Seakeeping analyses



What can be done in the way of design,evaluation and verification - for owners, operators, agents, shipyards, consultants?


Assess effects of hull/load variations on seakeeping performance early in the design of new ships

For existing ships, analyse new routes or operational problems, or compare several ships for a proposed route

Direct computations are cost- and time-efficient

Dynamic results can be visualised on the screen, up to 4 hulls at a time



Seakeeping performance - motions, accelerations, operability, regularity


Seakeeping performance affects:


comfort and safety of passengers and crew

loads on equipment, cargo and structure

speed loss and service operability


Unsuitable hull forms or incorrect distribution of cargo will usually result in delays, cancellations or severe motions. In the worst cases, extreme vessel response can lead to passenger and crew injuries, movement of cargo, or damages to the ship's structure and equipment.


Direct computations provide relevant information about ship performance in a seaway, including physically realistic simulations of ship-wave problems. Anti-roll fins, rudders, tanks and moving masses may be included in the calculations.
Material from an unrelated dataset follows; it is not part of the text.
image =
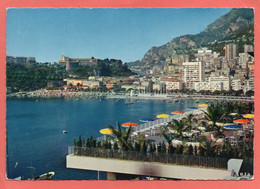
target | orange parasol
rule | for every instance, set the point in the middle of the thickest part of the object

Typical situations considered are:


vertical and transverse accelerations at specified locations

roll and pitch motions

slamming, and green water on deck

risk of propeller/waterjet emersion

overall hydrodynamic analyses


Such analyses will answer questions about:


best and worst loading conditions?

critical speeds and headings?

wave height limitations?

likely levels of seasickness?

limiting seakeeping qualities?

percentage of time operable?



Wave-induced loads, local slamming loads


Global dynamic loads are caused by:


pressure forces due to waves and motions

inertial forces due to ship motion

restoring forces due to the motions relative to waves



Motions of the ship in rough weather can lead to structural problems


Our calculations can provide answers about:


bottom or bow slamming

water on the foredeck

bending, torsion, shear and fatigue failures



Direct computations


Loads from these analyses can be used in structural analyses as an alternative to classification design values of global loads (shear forces, bending moments, torsional/pitch moments), and can also indicate potential problem areas.



Structural analysis - fatigue and ultimate limit states from seakeeping analyses


The results from the hydrodynamic calculations may be used to calculate:


long-term distribution of stresses at specified locations

fatigue damage at specified locations

stress distributions within the ship structure at critical positions in design waves

local stress distribution during a slamming impact


Either of the following different approaches may be used, with improving accuracy:


combining global loads at ship cross sections

applying pressures and inertia forces to a 3D

finite-element model modal analysis


Long-term statistical results are obtained by postprocessing transfer functions from the vessel response calculations. This predicts possible fatigue damage, and estimates yielding, tearing and buckling capacities.